How to Troubleshoot a Lawnmower Engine That Starts & Stops
When a lawn mower has trouble staying on, it could be any number of problems. The spark plug may not be sending enough spark to the motor. Maybe the engine is flooded with fuel. Even something as simple as not pushing in the choke could be the problem. The only way to figure out the problem is to inspect the motor and its many parts. Wear old clothes as you will surely end up dirty.
Inspect the air filter. If it is clogged, the motor will shut off because no clean air is getting into the engine, causing it to overheat. It is a large rectangle on the side or on top of the motor. Unscrew the plate that secures the filter with a Phillips-head screwdriver. Wash it out with soap and water and put it back in place.

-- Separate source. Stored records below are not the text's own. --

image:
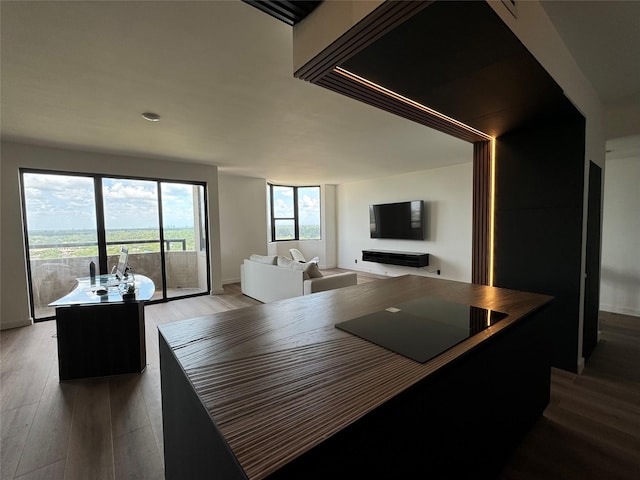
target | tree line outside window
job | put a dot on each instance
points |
(295, 212)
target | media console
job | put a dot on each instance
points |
(392, 257)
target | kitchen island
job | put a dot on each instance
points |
(277, 391)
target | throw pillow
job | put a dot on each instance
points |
(267, 259)
(312, 270)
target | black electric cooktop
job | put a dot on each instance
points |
(423, 328)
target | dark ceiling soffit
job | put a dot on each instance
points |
(338, 83)
(288, 12)
(382, 20)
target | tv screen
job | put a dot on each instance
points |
(401, 220)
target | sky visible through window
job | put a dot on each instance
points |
(60, 202)
(308, 204)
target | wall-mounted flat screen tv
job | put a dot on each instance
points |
(401, 220)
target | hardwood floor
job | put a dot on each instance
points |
(112, 428)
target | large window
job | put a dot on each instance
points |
(74, 219)
(295, 212)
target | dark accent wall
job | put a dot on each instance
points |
(462, 60)
(538, 223)
(480, 258)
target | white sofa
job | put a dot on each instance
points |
(270, 278)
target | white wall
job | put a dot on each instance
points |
(243, 222)
(447, 193)
(620, 271)
(14, 310)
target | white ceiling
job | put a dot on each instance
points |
(79, 74)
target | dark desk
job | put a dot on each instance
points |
(277, 391)
(100, 335)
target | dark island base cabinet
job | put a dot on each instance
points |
(392, 257)
(463, 422)
(100, 340)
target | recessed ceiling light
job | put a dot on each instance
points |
(152, 117)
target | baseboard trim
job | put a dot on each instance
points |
(16, 324)
(622, 310)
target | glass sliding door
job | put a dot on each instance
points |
(61, 235)
(72, 220)
(184, 239)
(132, 218)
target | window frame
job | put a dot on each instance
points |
(296, 216)
(101, 231)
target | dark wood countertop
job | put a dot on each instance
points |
(279, 378)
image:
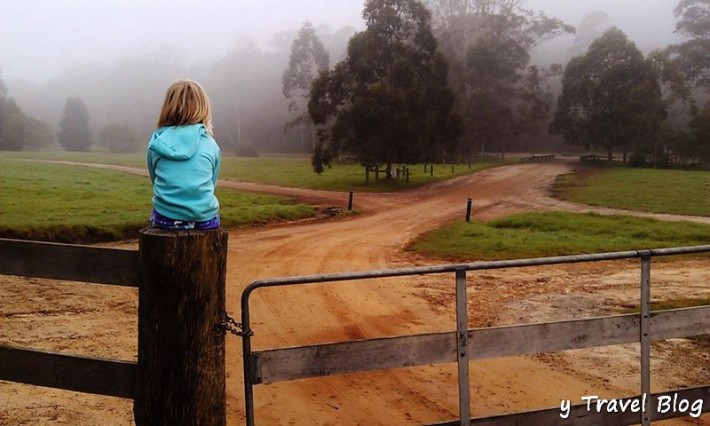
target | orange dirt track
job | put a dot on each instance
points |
(101, 321)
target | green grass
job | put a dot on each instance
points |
(294, 171)
(649, 190)
(55, 202)
(555, 234)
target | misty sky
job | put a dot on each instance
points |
(39, 38)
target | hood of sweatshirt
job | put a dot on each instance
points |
(177, 143)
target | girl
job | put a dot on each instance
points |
(183, 161)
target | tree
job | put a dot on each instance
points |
(698, 145)
(12, 132)
(388, 101)
(487, 44)
(119, 138)
(308, 58)
(37, 134)
(74, 133)
(693, 56)
(610, 96)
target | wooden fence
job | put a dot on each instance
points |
(169, 269)
(173, 270)
(464, 345)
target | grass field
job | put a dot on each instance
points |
(292, 171)
(649, 190)
(555, 234)
(55, 202)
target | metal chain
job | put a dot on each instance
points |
(231, 326)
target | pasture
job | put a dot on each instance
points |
(648, 190)
(544, 234)
(395, 307)
(68, 203)
(283, 170)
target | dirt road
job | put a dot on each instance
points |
(101, 322)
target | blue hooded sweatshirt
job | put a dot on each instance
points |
(183, 162)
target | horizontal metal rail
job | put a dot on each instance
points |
(319, 360)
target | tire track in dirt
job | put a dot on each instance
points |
(317, 314)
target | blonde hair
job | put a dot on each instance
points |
(186, 103)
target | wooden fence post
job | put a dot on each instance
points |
(181, 304)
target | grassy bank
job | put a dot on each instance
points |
(295, 171)
(649, 190)
(554, 234)
(55, 202)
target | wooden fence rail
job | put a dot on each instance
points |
(180, 276)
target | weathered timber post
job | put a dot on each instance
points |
(181, 305)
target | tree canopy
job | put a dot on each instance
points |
(610, 96)
(488, 43)
(308, 58)
(693, 56)
(17, 131)
(74, 133)
(388, 101)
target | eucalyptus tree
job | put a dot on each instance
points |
(74, 132)
(611, 96)
(388, 101)
(488, 43)
(308, 58)
(693, 55)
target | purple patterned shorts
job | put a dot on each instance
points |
(157, 220)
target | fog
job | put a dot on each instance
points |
(119, 56)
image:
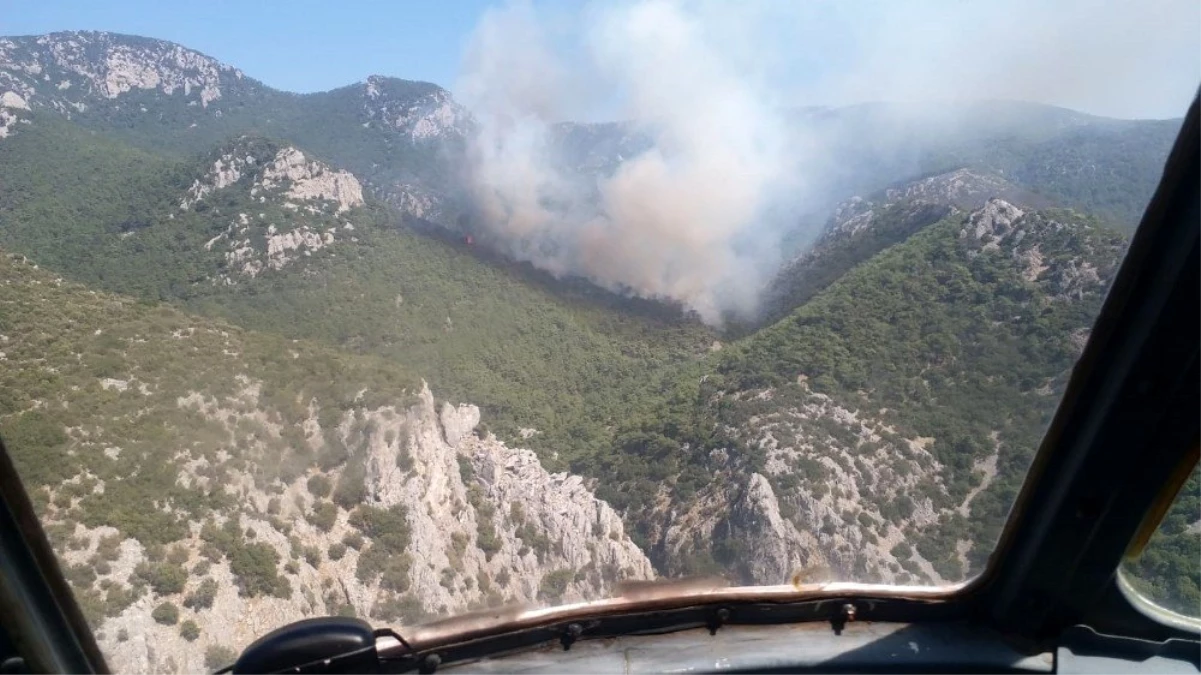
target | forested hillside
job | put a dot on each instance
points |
(226, 312)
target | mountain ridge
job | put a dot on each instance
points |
(306, 262)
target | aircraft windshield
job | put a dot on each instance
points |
(569, 296)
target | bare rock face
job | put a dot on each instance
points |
(308, 179)
(429, 115)
(775, 550)
(993, 222)
(487, 525)
(60, 70)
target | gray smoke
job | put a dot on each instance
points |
(697, 213)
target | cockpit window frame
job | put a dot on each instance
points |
(1125, 424)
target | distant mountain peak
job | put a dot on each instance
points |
(59, 69)
(418, 109)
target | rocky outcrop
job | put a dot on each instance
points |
(306, 180)
(420, 112)
(488, 524)
(61, 70)
(10, 105)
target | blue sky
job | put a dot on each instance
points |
(1122, 59)
(298, 46)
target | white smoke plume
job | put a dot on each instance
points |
(695, 215)
(670, 222)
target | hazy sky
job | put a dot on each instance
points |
(1123, 59)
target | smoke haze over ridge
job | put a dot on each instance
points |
(699, 215)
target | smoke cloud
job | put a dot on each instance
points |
(695, 211)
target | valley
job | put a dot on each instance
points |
(260, 359)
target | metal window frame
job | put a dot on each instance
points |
(1128, 422)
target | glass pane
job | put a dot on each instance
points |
(1167, 571)
(775, 294)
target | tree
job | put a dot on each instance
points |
(190, 631)
(202, 597)
(219, 656)
(166, 614)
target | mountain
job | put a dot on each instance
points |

Pull the spark plug out of the black hose running alongside the motor. Check for any cracks, especially around the forked head. If the spark plug is cracked, it will not generate enough spark to fully start the engine.

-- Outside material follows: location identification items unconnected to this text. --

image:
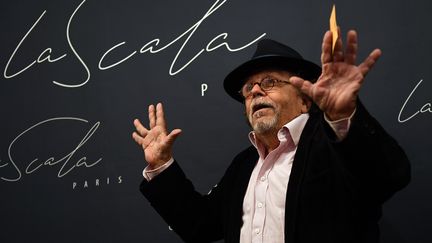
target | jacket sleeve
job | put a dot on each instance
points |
(374, 160)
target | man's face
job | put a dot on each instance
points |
(268, 111)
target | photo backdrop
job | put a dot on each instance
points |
(76, 73)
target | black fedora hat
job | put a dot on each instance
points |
(270, 54)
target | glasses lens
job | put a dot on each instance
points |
(267, 84)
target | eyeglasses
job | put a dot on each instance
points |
(266, 84)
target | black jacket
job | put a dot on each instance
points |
(335, 191)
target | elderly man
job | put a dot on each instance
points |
(320, 166)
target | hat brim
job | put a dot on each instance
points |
(236, 78)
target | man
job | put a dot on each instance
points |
(320, 166)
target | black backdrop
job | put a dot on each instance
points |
(76, 73)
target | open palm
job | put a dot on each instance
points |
(336, 90)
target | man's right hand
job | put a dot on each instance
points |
(155, 142)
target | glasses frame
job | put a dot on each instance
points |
(272, 83)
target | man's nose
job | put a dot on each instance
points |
(257, 90)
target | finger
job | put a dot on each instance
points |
(138, 139)
(152, 116)
(368, 63)
(351, 48)
(160, 116)
(140, 128)
(326, 48)
(338, 55)
(303, 85)
(173, 135)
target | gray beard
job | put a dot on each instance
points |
(266, 126)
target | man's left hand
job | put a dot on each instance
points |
(336, 90)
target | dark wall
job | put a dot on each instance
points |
(73, 79)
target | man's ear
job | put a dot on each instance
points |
(306, 102)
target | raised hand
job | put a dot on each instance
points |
(156, 142)
(336, 90)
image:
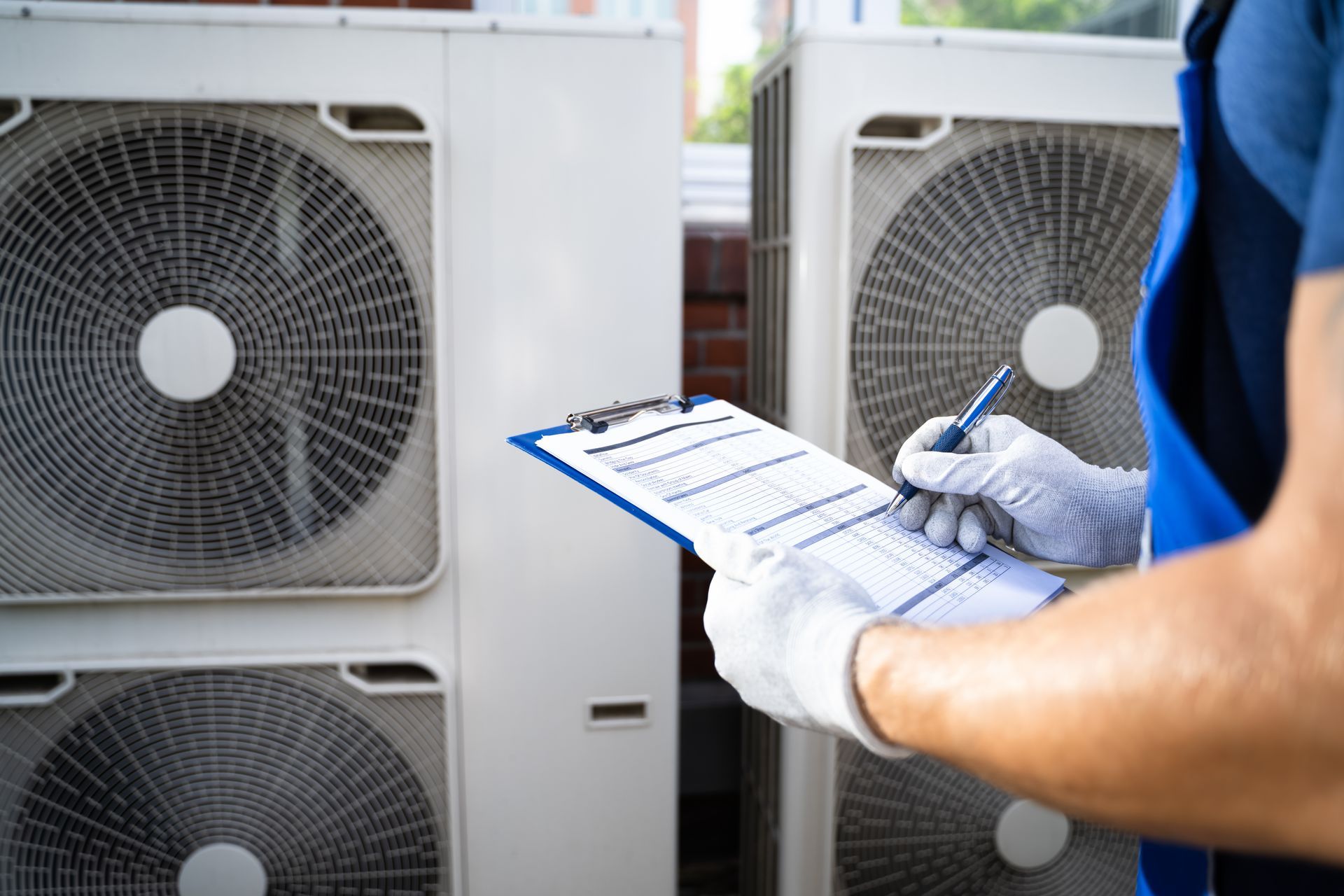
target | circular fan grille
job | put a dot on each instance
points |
(284, 764)
(958, 246)
(305, 248)
(917, 827)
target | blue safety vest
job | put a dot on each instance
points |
(1187, 505)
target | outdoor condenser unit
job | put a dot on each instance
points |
(279, 606)
(926, 206)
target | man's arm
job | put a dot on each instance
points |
(1203, 700)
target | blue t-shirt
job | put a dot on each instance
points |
(1272, 183)
(1270, 207)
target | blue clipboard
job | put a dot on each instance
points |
(528, 442)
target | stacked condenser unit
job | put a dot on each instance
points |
(926, 206)
(280, 610)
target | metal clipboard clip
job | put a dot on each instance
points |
(598, 419)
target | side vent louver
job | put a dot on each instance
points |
(768, 282)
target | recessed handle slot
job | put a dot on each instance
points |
(391, 673)
(34, 688)
(617, 713)
(901, 127)
(378, 118)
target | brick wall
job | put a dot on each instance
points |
(714, 362)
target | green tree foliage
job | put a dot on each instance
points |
(1023, 15)
(730, 120)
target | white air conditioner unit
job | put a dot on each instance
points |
(926, 206)
(274, 286)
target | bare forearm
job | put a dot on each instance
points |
(1199, 701)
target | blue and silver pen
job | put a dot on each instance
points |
(977, 409)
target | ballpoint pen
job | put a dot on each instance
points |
(980, 406)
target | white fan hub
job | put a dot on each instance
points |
(222, 869)
(1060, 347)
(1028, 836)
(187, 352)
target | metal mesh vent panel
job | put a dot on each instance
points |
(760, 805)
(768, 277)
(956, 248)
(113, 788)
(918, 827)
(315, 464)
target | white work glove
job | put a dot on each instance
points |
(1008, 481)
(785, 626)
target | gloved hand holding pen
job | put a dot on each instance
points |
(1007, 481)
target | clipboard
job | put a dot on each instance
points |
(598, 421)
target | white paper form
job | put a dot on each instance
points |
(721, 465)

Press your thumb and index finger on the fuel line. If it is bulging, there is too much fuel going into the engine at once, which chokes it. The best way to remedy this is to rest the mower for a day as some of the fuel will go back into the fuel tank after awhile.
Ensure that the full-choke position is turned on when you start the mower. Sometimes if you only use the half-choke position, it will only start for a second because it is not getting enough fuel into the carburetor. Starting it in full-choke will provide more fuel into the carburetor.
Always start the mower on level ground. If you start it on a hill, it will not get enough fuel into the carburetor.
Wearing safety gloves will prevent you from cutting or pinching your fingers.
- Always start the mower on level ground. If you start it on a hill, it will not get enough fuel into the carburetor.
- Wearing safety gloves will prevent you from cutting or pinching your fingers.